ショルティ指揮/シカゴ響による「幻想交響曲」では、アタックの鋭さと構造の明瞭さが際立つ。打楽器の立ち上がりは明快で、音像は崩れずに空間内でしっかり定位する。オーケストラ全体の緊張感が維持されたまま、音楽のダイナミズムが破綻なく提示される。

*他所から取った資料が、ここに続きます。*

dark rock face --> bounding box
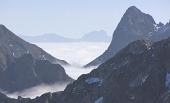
[0,54,72,92]
[0,34,170,103]
[85,6,170,67]
[0,25,72,92]
[0,25,67,66]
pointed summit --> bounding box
[126,6,142,13]
[85,6,156,67]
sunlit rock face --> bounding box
[1,34,170,103]
[0,25,72,92]
[85,6,170,67]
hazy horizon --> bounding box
[0,0,170,38]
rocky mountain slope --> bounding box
[0,32,170,103]
[85,6,170,67]
[0,25,72,92]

弱音再生でも、情報量が多い。微細な音の粒子が整理された状態で再現され、ホールトーンや残響の層構造が自然に立ち上がる。「イムジチ」の演奏では、ステージの奥行きや楽器配置が立体的に浮かび上がり、空間再現力の高さが明確になる。
ライフスタイルに溶け込むDP-500BT
一方のDP-500BTは、デノンのアナログ再生の思想をより身近な形で体験できるモデルである。Bluetooth機能やフォノイコライザーを内蔵するほか、現代的なワイヤレス環境にも対応する一方で、基本的な回転精度や筐体剛性は一切の妥協がない。
ベルトドライブ方式とDCサーボモーターの組み合わせにより、安定した駆動と静粛性を両立。アクティブスピーカーと組み合わせれば、シンプルな構成でレコード再生が完結する点も魅力だ。

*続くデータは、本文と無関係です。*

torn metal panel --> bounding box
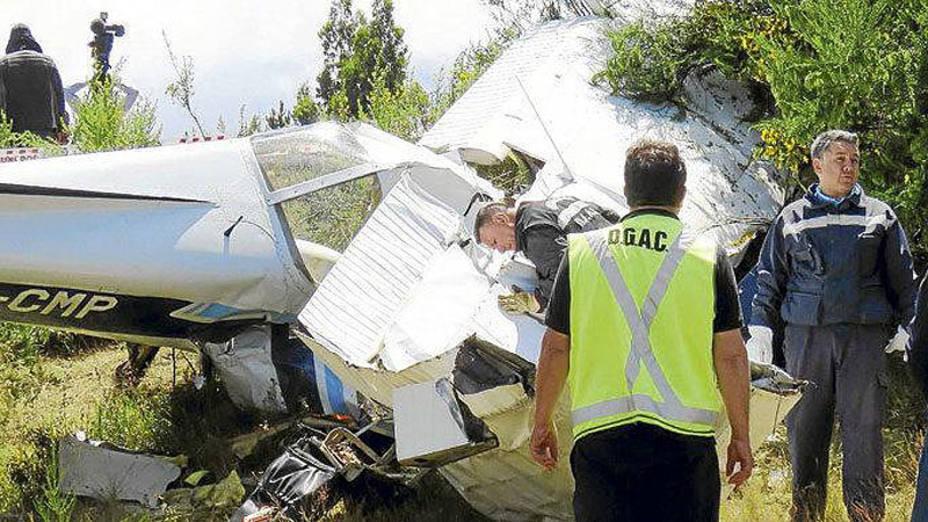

そのサウンドはまさに本格派。美しいハーモニーの再現性、定位感も明快だ。ピアノがのびやかなレンジ感で、リズム隊の密度感よく弾力をもったアタックが好印象だった。ワイヤレススピーカー「Denon Home 200」との組み合わせでは、手軽さと音質のバランスが際立つ。
付属MMカートリッジでも十分に音楽的な厚みがあり、Bluetooth接続であってもカートリッジ交換による音の変化を明確に確認できた。内蔵フォノイコライザーも高性能で、利便性とアナログらしい調整の楽しさを両立した構成といえる。
DP-3000NEが現代のデノンの技術を結集した新たな定番プレーヤーであるのに対し、DP-500BTは日常に溶け込むアナログ体験を志向したモデルである。方向性は異なるが、いずれも根底には「正確な回転をいかに実現するか」というデノンの一貫した思想が流れている。
時代に合わせて技術や機能は進化しても、その根底にある思想は変わらない。だからこそデノンは、長年にわたりビギナーからベテランまで幅広いユーザーに支持され、安心してレコードを楽しめるブランドであり続けているのであろう。